The pseudoxanthoma elasticum (PXE) is a metabolic genetic disorder affecting connective tissue characterized by calcification and fragmentation of elastic fibers, which essentially affects the skin, the eyes and the cardiovascular system. We presented a typical example of a pseudoelastic xanthoma in a patient followed in ophthalmology and cardiology and it was the dermatological lesions that had helped to correct the diagnosis.
Pseudoxanthoma elasticum, Skin, Eyes, Cardiovascular system
The pseudoxanthoma elasticum (PXE), formerly known as Grönblad-Strandberg disease or generalized elastorrexia, is a metabolic genetic disorder affecting connective tissue characterized by calcification and fragmentation of elastic fibers, which essentially affects the skin, the eyes and the cardiovascular system.
A 50-year-old patient, married with three healthy children, followed by ophthalmology for a progressive reduction of visual acuity and in cardiology for precordialgia. Consulted for yellowish papular lesions and a pseudosclerous, retractile and thickened appearance of the skin of the upper half of the body evolving for 20 years (Figure 1a, Figure 1b and Figure 1c). Cutaneous biopsy showed fragmentation of elastic fibers, variously truncal fibers with loss of their branches, which favors elastopathy. Ophthalmologic examination showed a decrease in bilateral and deeper visual acuity on the left with a normal eye fundus and Optical Coherence Tomography (OCT) demonstrating subretinal choroidal involvement (choroidal neovessels) (Figure 2a and Figure 2b). The cardiovascular examination revealed a blood pressure of 150/90 mmHg with a normal ECG holter and echo heart. The diagnosis of pseudoelastic xanthoma with cutaneous, ophthalmological and cardiovascular involvement was retained.

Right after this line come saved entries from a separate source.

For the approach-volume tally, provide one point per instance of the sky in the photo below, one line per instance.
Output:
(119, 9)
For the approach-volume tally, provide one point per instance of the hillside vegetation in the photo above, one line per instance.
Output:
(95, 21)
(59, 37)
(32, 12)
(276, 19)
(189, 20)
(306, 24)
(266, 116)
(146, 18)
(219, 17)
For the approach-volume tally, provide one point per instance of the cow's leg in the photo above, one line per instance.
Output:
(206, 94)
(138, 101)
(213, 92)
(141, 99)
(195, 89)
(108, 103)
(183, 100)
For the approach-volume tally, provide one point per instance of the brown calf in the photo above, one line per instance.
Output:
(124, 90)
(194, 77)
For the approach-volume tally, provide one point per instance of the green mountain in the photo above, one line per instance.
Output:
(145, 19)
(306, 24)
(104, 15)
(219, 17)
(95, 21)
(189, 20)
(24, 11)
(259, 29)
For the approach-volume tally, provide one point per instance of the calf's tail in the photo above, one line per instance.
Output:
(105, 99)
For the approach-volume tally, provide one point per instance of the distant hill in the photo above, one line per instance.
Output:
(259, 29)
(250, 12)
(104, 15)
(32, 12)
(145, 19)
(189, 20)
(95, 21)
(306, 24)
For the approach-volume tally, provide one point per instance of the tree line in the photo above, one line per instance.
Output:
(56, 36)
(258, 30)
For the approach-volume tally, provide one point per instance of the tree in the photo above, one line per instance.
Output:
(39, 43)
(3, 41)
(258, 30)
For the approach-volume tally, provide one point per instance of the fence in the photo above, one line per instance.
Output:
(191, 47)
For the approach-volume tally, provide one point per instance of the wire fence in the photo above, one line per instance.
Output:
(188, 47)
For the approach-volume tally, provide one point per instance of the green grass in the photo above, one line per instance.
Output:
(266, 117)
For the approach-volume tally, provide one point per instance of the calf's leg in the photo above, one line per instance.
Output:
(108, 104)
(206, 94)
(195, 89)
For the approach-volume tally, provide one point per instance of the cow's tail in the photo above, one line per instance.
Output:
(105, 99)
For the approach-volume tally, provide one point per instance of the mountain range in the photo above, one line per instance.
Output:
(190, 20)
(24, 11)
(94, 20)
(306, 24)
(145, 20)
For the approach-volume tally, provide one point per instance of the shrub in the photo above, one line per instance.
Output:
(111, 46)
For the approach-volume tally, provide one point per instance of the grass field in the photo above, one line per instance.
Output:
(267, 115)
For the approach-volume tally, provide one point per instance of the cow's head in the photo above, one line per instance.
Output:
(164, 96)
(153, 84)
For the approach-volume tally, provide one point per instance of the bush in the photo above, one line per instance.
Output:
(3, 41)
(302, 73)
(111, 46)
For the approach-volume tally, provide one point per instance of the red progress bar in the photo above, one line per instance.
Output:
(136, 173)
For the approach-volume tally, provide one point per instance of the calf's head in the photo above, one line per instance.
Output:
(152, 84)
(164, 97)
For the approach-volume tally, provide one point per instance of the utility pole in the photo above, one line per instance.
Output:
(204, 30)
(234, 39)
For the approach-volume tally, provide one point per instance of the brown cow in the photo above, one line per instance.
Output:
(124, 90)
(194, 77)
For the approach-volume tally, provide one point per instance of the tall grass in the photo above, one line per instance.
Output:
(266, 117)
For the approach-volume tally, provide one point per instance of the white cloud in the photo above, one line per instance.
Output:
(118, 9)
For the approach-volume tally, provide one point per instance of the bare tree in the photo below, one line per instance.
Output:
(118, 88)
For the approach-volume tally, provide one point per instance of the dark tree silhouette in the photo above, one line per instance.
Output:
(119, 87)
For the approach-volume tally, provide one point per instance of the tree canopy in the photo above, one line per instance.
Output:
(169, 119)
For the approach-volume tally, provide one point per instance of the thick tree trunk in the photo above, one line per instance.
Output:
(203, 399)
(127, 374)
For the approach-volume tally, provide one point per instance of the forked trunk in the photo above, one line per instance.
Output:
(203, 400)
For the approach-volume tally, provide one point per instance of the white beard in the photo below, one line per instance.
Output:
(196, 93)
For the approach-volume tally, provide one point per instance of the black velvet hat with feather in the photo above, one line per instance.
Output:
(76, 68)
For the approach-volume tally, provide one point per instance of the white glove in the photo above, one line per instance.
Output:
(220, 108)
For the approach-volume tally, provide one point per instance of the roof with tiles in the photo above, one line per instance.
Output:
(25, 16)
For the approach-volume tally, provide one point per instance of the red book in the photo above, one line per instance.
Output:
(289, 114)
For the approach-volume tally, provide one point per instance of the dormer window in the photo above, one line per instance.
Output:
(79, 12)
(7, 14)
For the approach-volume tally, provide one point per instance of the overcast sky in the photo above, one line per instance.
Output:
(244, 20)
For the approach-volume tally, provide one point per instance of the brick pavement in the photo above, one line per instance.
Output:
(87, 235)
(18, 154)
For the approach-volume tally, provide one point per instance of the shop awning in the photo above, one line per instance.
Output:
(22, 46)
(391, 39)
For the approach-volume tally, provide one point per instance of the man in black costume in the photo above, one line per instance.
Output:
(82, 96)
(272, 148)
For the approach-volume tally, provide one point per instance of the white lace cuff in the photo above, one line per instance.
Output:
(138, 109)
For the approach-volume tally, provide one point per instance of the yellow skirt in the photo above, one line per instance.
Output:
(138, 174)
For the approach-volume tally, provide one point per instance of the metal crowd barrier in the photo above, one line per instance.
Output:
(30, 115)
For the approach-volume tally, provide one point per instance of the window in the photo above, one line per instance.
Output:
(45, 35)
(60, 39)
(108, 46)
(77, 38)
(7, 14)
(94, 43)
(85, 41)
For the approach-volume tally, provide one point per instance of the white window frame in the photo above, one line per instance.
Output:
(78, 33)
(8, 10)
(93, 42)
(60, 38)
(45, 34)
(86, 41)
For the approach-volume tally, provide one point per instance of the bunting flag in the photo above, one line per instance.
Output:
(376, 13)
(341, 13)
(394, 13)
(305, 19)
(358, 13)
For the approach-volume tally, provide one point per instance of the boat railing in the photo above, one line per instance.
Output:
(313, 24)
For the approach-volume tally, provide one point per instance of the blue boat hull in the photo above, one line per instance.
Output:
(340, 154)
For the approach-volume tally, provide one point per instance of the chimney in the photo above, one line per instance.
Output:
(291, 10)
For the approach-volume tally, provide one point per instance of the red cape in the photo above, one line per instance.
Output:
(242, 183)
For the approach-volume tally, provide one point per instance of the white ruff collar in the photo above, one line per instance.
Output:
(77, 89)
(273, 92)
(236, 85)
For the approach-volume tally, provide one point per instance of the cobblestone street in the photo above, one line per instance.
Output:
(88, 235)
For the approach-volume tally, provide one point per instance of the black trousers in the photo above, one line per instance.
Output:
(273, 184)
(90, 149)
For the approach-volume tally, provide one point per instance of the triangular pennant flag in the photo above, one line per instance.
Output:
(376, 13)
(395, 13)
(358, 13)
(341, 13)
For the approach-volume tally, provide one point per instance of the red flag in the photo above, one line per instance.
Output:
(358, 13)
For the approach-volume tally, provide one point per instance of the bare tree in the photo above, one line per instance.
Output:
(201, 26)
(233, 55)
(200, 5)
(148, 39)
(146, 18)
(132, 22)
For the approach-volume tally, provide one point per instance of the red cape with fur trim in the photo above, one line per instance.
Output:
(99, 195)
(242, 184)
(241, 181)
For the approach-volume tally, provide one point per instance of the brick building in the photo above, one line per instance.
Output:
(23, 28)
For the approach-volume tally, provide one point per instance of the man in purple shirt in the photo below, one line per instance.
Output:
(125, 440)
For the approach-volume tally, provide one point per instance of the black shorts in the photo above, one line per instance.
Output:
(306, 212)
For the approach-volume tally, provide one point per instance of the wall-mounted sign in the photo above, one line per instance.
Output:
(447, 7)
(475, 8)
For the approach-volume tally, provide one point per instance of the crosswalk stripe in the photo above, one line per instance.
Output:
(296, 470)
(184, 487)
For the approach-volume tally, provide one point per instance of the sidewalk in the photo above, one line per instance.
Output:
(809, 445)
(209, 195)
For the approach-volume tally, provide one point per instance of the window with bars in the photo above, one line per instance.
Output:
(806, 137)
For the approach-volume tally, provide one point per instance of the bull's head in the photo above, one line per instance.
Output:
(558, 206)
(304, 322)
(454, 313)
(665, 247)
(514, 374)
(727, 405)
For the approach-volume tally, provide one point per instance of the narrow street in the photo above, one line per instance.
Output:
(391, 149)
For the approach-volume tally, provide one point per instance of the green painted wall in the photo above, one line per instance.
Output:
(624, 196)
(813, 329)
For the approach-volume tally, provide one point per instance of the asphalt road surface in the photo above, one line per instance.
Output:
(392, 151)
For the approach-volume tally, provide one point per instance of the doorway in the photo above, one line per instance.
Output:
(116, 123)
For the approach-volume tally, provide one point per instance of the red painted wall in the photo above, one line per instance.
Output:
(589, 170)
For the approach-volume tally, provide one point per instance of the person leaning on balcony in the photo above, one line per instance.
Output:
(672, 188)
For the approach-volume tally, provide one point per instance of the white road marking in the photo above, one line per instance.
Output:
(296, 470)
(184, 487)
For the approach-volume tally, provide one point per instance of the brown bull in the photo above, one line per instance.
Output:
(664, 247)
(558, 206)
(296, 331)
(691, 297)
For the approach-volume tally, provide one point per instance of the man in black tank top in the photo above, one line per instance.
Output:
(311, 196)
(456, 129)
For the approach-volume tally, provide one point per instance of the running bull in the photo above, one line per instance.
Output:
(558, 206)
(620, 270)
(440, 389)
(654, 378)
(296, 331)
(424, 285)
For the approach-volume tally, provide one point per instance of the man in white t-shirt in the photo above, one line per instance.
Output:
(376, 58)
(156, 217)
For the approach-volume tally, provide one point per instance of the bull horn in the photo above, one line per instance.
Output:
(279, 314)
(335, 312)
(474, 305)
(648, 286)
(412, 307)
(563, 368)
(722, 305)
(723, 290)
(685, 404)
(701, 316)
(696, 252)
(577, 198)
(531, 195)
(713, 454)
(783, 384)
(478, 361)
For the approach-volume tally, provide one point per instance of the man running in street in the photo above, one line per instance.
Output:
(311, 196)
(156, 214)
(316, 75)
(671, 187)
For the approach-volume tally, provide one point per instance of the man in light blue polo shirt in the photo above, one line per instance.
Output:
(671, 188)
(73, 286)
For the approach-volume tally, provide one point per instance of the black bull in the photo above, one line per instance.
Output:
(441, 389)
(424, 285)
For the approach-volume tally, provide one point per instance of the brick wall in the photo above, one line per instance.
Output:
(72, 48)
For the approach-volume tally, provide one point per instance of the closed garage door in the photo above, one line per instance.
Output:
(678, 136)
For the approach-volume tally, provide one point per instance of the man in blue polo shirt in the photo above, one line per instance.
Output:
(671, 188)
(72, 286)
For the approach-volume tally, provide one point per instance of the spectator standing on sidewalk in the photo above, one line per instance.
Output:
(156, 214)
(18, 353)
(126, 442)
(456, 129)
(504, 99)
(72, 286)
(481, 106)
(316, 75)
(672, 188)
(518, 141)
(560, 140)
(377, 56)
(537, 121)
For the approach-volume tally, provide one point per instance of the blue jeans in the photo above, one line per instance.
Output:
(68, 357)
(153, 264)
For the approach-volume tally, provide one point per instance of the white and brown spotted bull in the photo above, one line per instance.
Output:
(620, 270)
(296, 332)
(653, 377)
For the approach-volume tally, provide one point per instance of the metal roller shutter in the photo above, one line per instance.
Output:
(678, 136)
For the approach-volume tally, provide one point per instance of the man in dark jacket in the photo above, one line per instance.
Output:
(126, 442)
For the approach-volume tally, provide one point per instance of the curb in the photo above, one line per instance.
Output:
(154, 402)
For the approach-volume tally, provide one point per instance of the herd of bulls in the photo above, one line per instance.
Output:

PXE is a genetic disease of autosomal recessive inheritance due to mutations in the ABCC6 gene, located on the short arm of chromosome 16 (16p13.1), and encoding a transmembrane protein that binds ATP. Its prevalence is estimated at 1/25,000 to 1/100,000 births with female predominance, with no clear explanation to date [1-3]. Clinically, there is an important heterogeneity of the disease: Dermatological lesions appear during the second decade and progress in number and severity during adolescence. The rash is made up of yellow papules that can merge into a dermal infiltrate of the neck, folds of the elbows, popliteal hollows and umbilicus, accompanied by an excess of skin in the folds of the groin and armpits [1-3]. Ophthalmological involvement combines retinal pigmentation, drusens, angioid streaks, and neovessels. Macular decompensation around 50 is the most common complication of PXE [1,4]. Cardiovascular involvement leads to cramping and weakness of the lower and/or upper limbs due to early arteriosclerosis of medium sized arteries whose walls are calcified. Transient ischemic attacks and angina pectoris are rare. Gastric haemorrhage complicates 5% of cases, especially during adolescence. A consensus conference proposed major and minor criteria for the diagnosis of PXE. Most pathological manifestations are irreversible, but prophylactic measures can prevent or minimize certain manifestations of the disease, including cardiovascular disease. Excess skin can be removed by plastic surgery when unsightly [1-4].
PXE requires consultation with a geneticist and a multidisciplinary approach to the management of cutaneous lesions, ophthalmological complications, gastrointestinal or cardiovascular complications.
Figure 1(a,b,c): Yellowish papules on the anterior and posterior trunk predominant at the level of the folds with a retractile, thickened and pseudosclerotic aspect of the skin, the inhomogeneous color of the papules at the level of the trunk gives an appearance of poikiloderma.
Figure 2(a,b): Optical Coherence Tomography (OCT) showing subretinal choroidal involvement (neo-choroidal vessels).